History

Netherlands
- Name: D 1
- Builder: Rijkswerf Willemsoord, Den Helder
- Laid down: 18 mei 1938
- Launched: 6 December 1938
- Commissioned: 10 May 1939
- Decommissioned: 26 September 1989
- Renamed: HNLMS MOD 4 (1946–1964); HNLMS Argus (1964–1989);
- Fate: Sold to private buyer in 1989

General characteristics
- Type: Diving support vessel
- Displacement: 44.5 t (43.8 long tons) standard
- Length: 23 m (75 ft 6 in)
- Beam: 4.7 m (15 ft 5 in)
- Draught: 1.1 m (3 ft 7 in)
- Installed power: 144 hp (107 kW)
- Propulsion: 2 × Kromhout diesel engines
- Speed: 8 knots (15 km/h; 9.2 mph)
- Complement: 8

= HNLMS D 1 =

World War II Dutch support vessel

HNLMS D 1 was a Royal Netherlands Navy diving support vessel.
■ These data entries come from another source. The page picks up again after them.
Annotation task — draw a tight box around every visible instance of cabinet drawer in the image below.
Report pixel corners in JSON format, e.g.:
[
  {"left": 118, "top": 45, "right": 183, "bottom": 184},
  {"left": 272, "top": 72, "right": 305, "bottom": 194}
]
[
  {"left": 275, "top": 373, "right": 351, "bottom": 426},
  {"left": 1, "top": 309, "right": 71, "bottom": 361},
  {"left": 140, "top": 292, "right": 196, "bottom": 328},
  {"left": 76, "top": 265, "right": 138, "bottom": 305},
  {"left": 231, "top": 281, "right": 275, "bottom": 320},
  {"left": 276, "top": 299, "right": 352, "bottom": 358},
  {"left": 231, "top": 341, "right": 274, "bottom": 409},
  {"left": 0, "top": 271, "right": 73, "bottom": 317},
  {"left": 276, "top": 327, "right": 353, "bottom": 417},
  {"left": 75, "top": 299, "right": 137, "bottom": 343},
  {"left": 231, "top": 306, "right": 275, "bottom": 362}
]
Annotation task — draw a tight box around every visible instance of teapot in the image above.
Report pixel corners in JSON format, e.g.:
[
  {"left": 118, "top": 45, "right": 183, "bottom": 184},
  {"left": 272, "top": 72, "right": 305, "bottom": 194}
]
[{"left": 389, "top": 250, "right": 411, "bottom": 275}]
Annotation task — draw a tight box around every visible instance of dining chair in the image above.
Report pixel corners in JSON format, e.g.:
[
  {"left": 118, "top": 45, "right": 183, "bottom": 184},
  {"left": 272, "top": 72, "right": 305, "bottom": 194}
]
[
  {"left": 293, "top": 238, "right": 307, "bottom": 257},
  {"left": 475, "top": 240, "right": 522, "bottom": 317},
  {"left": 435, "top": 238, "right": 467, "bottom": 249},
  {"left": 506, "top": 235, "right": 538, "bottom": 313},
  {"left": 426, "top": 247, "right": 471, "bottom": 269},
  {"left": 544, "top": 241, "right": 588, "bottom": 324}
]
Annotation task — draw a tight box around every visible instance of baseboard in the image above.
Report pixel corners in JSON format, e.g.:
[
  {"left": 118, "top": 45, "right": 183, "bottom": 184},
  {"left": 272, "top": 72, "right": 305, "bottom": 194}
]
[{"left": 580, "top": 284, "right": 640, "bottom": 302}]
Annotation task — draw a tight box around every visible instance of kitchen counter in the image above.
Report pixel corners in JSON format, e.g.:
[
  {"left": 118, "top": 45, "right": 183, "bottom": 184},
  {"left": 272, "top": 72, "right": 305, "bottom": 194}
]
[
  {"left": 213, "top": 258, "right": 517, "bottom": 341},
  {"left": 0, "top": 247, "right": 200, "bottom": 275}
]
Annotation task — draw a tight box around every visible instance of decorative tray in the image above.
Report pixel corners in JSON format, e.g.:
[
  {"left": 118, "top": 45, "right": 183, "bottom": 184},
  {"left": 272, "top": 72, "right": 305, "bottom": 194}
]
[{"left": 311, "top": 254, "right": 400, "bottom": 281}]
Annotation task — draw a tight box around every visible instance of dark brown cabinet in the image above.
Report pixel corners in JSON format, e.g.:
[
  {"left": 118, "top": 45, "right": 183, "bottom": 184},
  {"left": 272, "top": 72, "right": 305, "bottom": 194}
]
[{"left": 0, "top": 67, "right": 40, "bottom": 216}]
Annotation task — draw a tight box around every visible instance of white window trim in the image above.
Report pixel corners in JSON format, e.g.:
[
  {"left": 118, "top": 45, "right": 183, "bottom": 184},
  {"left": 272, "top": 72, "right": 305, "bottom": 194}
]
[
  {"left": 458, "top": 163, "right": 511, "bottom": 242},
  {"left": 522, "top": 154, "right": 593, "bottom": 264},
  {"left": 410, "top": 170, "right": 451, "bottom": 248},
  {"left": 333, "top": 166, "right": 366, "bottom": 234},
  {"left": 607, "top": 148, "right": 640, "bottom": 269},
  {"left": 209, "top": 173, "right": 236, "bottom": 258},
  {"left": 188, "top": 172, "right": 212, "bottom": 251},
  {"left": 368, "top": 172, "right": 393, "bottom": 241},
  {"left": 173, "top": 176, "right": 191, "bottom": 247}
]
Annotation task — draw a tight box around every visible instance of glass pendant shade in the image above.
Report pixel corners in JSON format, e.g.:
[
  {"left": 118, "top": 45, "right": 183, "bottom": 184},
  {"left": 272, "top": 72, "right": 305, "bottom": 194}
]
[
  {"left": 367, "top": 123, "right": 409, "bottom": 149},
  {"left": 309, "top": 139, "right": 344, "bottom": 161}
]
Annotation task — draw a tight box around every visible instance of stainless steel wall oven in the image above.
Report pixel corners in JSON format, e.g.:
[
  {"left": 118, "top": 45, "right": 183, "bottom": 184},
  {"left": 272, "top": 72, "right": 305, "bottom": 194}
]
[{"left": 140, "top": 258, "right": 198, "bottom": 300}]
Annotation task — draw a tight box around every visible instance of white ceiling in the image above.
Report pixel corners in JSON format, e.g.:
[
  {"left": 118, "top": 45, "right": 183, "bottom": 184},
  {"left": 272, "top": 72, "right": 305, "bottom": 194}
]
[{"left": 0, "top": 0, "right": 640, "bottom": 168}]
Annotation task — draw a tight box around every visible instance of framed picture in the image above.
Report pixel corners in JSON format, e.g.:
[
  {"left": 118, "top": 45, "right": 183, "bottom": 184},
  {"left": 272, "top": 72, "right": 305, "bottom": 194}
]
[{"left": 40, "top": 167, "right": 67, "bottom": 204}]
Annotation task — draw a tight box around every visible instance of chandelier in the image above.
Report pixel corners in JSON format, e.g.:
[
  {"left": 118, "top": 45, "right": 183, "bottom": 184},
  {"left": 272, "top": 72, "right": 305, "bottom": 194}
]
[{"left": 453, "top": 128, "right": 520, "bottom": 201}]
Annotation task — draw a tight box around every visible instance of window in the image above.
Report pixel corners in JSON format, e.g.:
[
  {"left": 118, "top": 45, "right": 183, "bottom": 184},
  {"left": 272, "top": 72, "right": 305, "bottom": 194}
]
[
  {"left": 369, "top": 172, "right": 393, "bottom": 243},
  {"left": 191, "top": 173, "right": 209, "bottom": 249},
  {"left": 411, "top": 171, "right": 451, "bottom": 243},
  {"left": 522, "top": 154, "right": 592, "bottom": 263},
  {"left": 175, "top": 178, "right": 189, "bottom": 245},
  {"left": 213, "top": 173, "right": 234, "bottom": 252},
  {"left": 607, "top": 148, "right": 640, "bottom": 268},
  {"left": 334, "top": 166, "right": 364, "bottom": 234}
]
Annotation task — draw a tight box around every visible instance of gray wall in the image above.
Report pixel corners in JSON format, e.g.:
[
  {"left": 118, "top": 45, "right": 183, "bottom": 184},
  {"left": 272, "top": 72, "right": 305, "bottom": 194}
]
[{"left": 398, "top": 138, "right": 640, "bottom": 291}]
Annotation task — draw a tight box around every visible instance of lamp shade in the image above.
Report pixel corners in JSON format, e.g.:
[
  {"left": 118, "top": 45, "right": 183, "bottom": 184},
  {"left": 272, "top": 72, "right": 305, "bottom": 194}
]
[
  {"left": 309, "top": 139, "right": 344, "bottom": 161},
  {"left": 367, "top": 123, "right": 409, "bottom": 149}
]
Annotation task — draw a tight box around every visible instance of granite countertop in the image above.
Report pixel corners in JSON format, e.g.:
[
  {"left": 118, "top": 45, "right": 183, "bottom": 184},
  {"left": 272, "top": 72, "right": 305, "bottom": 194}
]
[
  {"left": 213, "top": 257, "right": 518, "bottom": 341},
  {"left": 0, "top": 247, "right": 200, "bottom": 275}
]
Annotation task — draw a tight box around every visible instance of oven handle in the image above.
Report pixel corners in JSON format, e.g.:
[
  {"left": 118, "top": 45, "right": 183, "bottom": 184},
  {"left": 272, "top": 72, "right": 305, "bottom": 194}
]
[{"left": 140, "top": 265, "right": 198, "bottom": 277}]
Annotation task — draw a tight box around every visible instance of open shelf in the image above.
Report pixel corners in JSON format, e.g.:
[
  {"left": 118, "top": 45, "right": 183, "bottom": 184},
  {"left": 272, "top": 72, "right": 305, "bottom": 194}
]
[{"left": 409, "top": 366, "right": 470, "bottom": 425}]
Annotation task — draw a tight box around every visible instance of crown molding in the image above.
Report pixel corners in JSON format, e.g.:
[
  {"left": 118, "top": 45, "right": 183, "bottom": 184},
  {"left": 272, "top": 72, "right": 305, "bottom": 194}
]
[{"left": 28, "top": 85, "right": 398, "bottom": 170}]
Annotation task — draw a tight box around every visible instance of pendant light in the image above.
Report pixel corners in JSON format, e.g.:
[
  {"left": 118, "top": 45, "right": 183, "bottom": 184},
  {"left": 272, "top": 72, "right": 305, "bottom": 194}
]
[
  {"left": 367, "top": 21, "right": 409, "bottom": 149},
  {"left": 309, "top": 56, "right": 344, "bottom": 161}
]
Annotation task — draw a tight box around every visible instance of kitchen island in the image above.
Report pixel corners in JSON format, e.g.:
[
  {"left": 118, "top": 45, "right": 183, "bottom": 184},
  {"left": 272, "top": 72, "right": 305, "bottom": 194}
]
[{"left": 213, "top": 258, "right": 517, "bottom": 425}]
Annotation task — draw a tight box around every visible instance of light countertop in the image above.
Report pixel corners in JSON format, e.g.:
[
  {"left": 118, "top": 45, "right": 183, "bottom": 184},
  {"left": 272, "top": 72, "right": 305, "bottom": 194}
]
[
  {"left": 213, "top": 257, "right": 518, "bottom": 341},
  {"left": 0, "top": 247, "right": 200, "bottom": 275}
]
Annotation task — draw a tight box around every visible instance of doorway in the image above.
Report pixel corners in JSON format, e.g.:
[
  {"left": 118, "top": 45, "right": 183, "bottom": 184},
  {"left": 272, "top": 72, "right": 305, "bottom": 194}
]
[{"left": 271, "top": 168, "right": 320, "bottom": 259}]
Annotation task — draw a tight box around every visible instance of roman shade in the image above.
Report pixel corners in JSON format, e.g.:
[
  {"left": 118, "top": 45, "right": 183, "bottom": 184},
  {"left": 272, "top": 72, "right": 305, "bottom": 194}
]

She was constructed at the Rijkswerf Willemsoord in Den Helder and served in World War II. D 1 was an acronym for Duikvaartuig 1, Dutch for Diving vessel 1.

==Service history==
D 1 was captured by the Germans on 14 May 1940 following the invasion of the Netherlands. She was rediscovered in 1946 and returned to the Royal Netherlands Navy where she was recommissioned as HNLMS MOD 4 from 1946 to 1964 and HNLMS Argus from 1964 to 1989. In 1989 she was sold to a private buyer with the intent of using her as a yacht.